Computer als GefühlssensorenWie Unternehmen noch mehr aus uns rausholen wollen
Das Start-up Tawny will mit Computern und Wearables die Konstitution und Gefühlslage von Mitarbeitern erfassen und Arbeit optimal verteilen.
In München testet das Start-up Tawny, wie Maschinen Gefühle von Menschen erfassen und auswerten können. Unser Reporter Julian Ignatowitsch hat sich gefragt, ob das funktionieren kann und die Gefühlserfassung irgendwann tatsächlich Teil unserer Arbeitswelt sein wird. Der Geschäftsführer von Tawny, Marco Meier, hat Julian erklärt, dass es ihm auch darum geht, das Zusammenleben von Mensch und Maschine, das immer wichtiger wird in der Zukunft, angenehm zu gestalten.
Smarte Wohlfühl-Arbeitsatmosphäre
Ein Teil dieser Wohlfühl-Arbeitsatmosphäre ist die äußere Umgebung: beispielsweise soll das Licht individuell angepasst, Temperatur geregelt, Geräusche reduziert werden. Neben der auf Mitarbeiter angepassten smarten Arbeitsumgebung erfasst die Software aber auch, wie leistungs- oder arbeitsfähig der Mitarbeiter im Moment ist.
"Man hat halt mal einen guten und einen schlechten Tag, und das wirkt sich aus."
Mit dem Computer soll sehr viel genauer und feiner erfasst werden, in welcher Gefühlslage sich gerade ein Mensch befindet. Die Messungen werden in relativ kurzen Intervallen durchgeführt, sind leicht automatisier- und skalierbar, erklärt der Unternehmer.
Die Gefühlsmessung ist nicht mehr nur blanke Theorie, sondern bereits in der Praxis getestet worden. In einem Call-Center haben Mitarbeiter Wearables getragen, die an Handgelenk, Brust oder Shirt, Daten erfasst haben.
"Dann kann man eben Puls, Hautwiderstand, Temperatur und weitere solcher Faktoren messen - und wir werten die dann aus und geben dem Ganzen dann eine emotionale Bedeutung."

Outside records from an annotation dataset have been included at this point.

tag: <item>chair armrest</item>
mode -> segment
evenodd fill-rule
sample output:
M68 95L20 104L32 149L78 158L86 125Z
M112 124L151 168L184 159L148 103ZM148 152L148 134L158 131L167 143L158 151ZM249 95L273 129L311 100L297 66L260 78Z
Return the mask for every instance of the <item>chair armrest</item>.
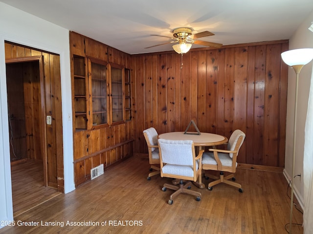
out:
M197 157L195 158L196 160L200 159L200 158L201 158L201 157L202 157L202 155L203 154L204 152L204 150L201 150L199 151L199 153L198 154Z
M149 145L148 147L150 148L158 148L158 145Z
M209 149L209 151L216 151L220 153L236 153L237 151L226 150L220 150L219 149Z

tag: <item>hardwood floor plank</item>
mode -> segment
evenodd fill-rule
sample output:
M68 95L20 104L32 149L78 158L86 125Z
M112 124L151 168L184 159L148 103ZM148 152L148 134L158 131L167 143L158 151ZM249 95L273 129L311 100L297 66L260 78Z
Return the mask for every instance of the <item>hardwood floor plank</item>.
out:
M161 189L171 179L156 176L147 180L149 167L146 158L128 159L75 191L15 218L16 222L39 222L40 225L42 221L54 222L56 226L5 227L0 234L287 233L285 225L289 221L290 200L282 173L238 169L235 176L243 193L223 184L212 191L193 185L191 189L202 194L200 201L181 194L170 205L167 201L173 191ZM202 181L207 186L211 179ZM295 209L293 220L303 222L302 214ZM69 226L67 221L98 224ZM138 225L134 225L136 221ZM292 230L293 234L303 233L301 226L293 226Z

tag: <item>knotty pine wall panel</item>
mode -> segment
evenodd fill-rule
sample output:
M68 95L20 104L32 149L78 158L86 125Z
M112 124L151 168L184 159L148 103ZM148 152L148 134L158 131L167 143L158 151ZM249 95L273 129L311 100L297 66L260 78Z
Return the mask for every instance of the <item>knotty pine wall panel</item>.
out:
M147 153L142 131L246 134L238 162L284 167L288 69L281 40L133 56L134 152ZM181 60L181 59L182 60ZM181 62L182 61L182 67Z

Im besten Falle erkennt der Computer, welcher Mitarbeiter gerade am besten drauf ist und verteilt entsprechend die Arbeit, beziehungsweise leitet den nächsten Anruf an den Leistungsfähigsten weiter.
Totale Überwachung am Arbeitsplatz
Gewerkschaften stehen diesem Modell kritisch gegenüber, weil es ein Schritt zur totalen Überwachung am Arbeitsplatz ist. Allein wegen der rechtlichen Hemmnisse glaubt Nadine Müller von der Gewerkschaft Verdi nicht, dass eine derartige Gefühlserfassung zugelassen werde. Außerdem müssten die Beschäftigen dieser Erfassung freiwillig zustimmen.
"Zum einen scheint es rechtlich kaum zulässig, dass Beschäftigte in Zukunft eine bestimmte gefühlsmäßige Verfassung bereitstellen müssen. Zweitens besteht ein Grundsatz der Datenschutzgrundverordnung darin, dass die Beschäftigten aktiv in die Datenerfassung, die einer Überwachung entspricht, einwilligen müssen."
Auf viele Fragen hat Tawny-Geschäftsführer Marco Maier keine Antwort: Was passiert mit den gesammelten Daten? Wer bekommt die Daten? Wer sorgt für deren Sicherung? Zwar sagt Marco Maier, die Arbeitgeber wollen diese Daten gar nicht behalten, sondern möchten gerne, dass Tawny diese verwaltet. Aber wer möchte schon solche sensiblen Daten in der Hand eines Unternehmens wissen?